Getting Gas Price Relief

Inflation-adjusted gas price graph

Pulling up to the pump nowadays is about as much fun as a trip to the dentist. But is the pain we feel really worse than previous price runups? In a word, yes. The average price of gasoline has recently hit record highs, shown in inflation-adjusted terms in the graph below. The most memorable previous price jump occurred in the early 1980s due to shocks to the system courtesy of OPEC, the global oil cartel.

Price runups are mostly about crude oil as shown in the graphic below from the Department of Energy (by comparison in 2005 crude oil was 48 percent of the total). 

Gap Pump with Price Components

We are now in uncharted territory in these markets, with analysts offering a variety of explanations. Regarding supply, what is clear is that in the past decade, OPEC has reasserted its ability to set prices (OPEC now controls about 40% of the market), and has adopted an explicit strategy of regulating prices. Re: Demand, what is clear is the thirst for oil is growing in industrialized countries like the U.S. and taking off in the nations where one-third of humanity resides: China, and to a lesser degree India.

As much as 90 percent of this resource belongs to national, not private, oil companies. As of 2004, the largest of them (Saudi Aramco) owned about 260 billion barrels of oil. ExxonMobil’s reserves are less than five percent of that. Small wonder that President Bush “ain’t too proud to beg” the Saudis to increase production.

What we’re overlooking is our power in the marketplace: We overshadow every other nation in oil use, accounting for about one-fourth of total world consumption. This means we have an outsized influence on prices, since we have “monopsony power” as an economist would say, which is the buyer’s equivalent to a seller’s monopoly power. This means that to tackle high prices we should turn from playing to our weak suit in the marketplace – control over supply – and trump OPEC by chipping away at our 20-million-barrel-a-day oil habit.

So how do we do that? First, we can take some commonsense -- and painless, especially compared to shelling out $4 a gallon for gas -- personal actions. NRDC has joined more than a dozen sponsors, including unusual ones (again, we’re in uncharted territory with these prices) like auto and manufacturers and even the oil industry, in a campaign called the “Drive Smarter Challenge.”

The campaign, organized by the Alliance to Save Energy, offers a series of tips for cutting gasoline use and costs. Just go to the website and type in the make, model and year of your car – and you will immediately see how much you can reduce your gasoline costs this year by adopting up to six smart driving measures. You’ll get common-sense tips, money-saving coupons, and fresh ideas that will result in less money moving from your wallet to your gas tank. For example:

  • Keeping your tires properly inflated improves gas mileage by around 3 percent, saving up to 20 gallons of gasoline, or almost $65.
  • Fixing a car that is noticeably out of tune or has failed an emissions test can improve its gas mileage by an average of 4% —saving up to 25 gallons of gasoline and up to $80. Fixing a faulty oxygen sensor can improve mileage by as much as 40% — saving up to 250 gallons of gasoline or up to $800.
  • You can save up to 12 gallons of gasoline per year, or almost $40, by removing an extra 100 pounds of “junk in the trunk” of your vehicle.
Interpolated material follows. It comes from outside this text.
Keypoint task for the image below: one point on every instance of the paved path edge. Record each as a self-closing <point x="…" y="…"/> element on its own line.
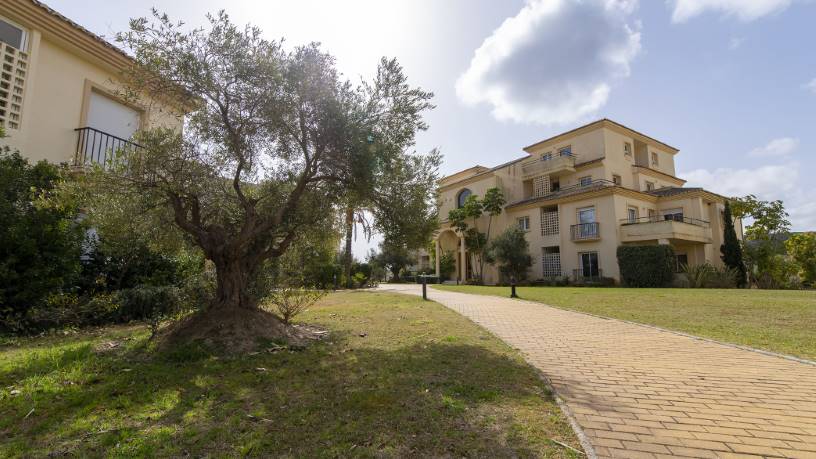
<point x="589" y="450"/>
<point x="655" y="327"/>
NRDC estimates that if every one of us took several simple steps like these we could improve gas mileage by perhaps 10-20 percent, which would reduce fuel consumption by 9-17 percent. This would save about 1.5 million barrels per day, or five times as much as the extra production from Saudi Arabia in response to the President’s plea.
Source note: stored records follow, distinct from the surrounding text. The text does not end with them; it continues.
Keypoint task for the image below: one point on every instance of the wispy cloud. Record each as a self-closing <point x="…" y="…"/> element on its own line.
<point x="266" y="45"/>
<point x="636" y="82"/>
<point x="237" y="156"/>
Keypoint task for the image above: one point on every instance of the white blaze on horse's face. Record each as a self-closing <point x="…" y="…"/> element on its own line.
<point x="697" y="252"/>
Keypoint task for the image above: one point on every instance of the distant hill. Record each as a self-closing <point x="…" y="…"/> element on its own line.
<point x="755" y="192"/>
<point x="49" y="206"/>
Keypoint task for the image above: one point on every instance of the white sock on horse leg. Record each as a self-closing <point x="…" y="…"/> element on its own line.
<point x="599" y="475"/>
These steps will buy some short-term relief. A bigger step would be to buy a hybrid if you’re in the market for a car. For example, a Toyota Camry hybrid boosts fuel economy by about a third compared to the conventional version, which assuming a gas price of $3.72 a gallon saves about 600 bucks a year. For other side-by-side comparisons go to this government web site.
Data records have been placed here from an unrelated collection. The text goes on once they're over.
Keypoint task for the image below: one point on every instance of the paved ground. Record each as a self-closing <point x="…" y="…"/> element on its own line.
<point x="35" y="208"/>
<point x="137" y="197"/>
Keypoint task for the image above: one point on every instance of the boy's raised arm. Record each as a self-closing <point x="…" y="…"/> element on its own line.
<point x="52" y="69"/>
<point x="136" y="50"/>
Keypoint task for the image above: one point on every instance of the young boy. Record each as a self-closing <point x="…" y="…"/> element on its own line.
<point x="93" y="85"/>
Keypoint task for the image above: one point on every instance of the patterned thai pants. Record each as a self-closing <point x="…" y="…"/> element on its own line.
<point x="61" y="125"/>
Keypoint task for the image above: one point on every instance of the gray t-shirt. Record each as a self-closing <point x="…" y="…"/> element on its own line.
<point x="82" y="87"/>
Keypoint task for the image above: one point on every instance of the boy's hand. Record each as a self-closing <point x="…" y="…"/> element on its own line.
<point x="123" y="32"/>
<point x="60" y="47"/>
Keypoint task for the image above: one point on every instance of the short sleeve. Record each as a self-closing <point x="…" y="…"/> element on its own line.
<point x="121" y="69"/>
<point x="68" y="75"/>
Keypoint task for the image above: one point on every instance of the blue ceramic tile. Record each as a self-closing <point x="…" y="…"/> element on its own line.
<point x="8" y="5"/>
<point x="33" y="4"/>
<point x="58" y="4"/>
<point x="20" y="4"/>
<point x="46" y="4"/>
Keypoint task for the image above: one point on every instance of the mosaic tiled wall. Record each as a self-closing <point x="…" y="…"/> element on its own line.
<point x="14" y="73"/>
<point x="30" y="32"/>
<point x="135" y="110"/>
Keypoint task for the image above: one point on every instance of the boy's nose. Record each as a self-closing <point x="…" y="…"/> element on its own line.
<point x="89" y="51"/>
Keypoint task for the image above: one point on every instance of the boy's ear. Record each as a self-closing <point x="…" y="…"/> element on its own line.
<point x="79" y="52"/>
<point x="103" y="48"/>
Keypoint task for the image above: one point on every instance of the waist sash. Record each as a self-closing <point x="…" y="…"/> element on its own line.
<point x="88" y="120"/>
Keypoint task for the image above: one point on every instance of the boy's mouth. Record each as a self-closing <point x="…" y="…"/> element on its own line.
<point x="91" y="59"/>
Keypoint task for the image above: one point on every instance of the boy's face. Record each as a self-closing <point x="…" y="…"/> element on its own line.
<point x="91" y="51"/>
As I’ve written about before, in the months and years ahead we can and must secure our energy future by doing much more to cut our oil use, among other things by adopting higher performance standards for vehicles and fuels, boosting investment in public transportation, and putting global warming pollution caps in place. Even the Administration admits that higher prices mean that proposed fuel economy standards could be ratcheted up. And freeing up states to adopt California's vehicle greenhouse gas emission standards by 2020 would also boost efficiency higher than the target set in last year’s energy bill, as my colleague David Doniger has described on his blog.

And of course key to long-term energy security is enacting the Lieberman-Warner Climate Security Act, which a new analysis shows would save more than three million barrels of oil a day by 2030 via incentives for a shift to cutting-edge technologies such as plug-in hybrid cars and clean biofuels.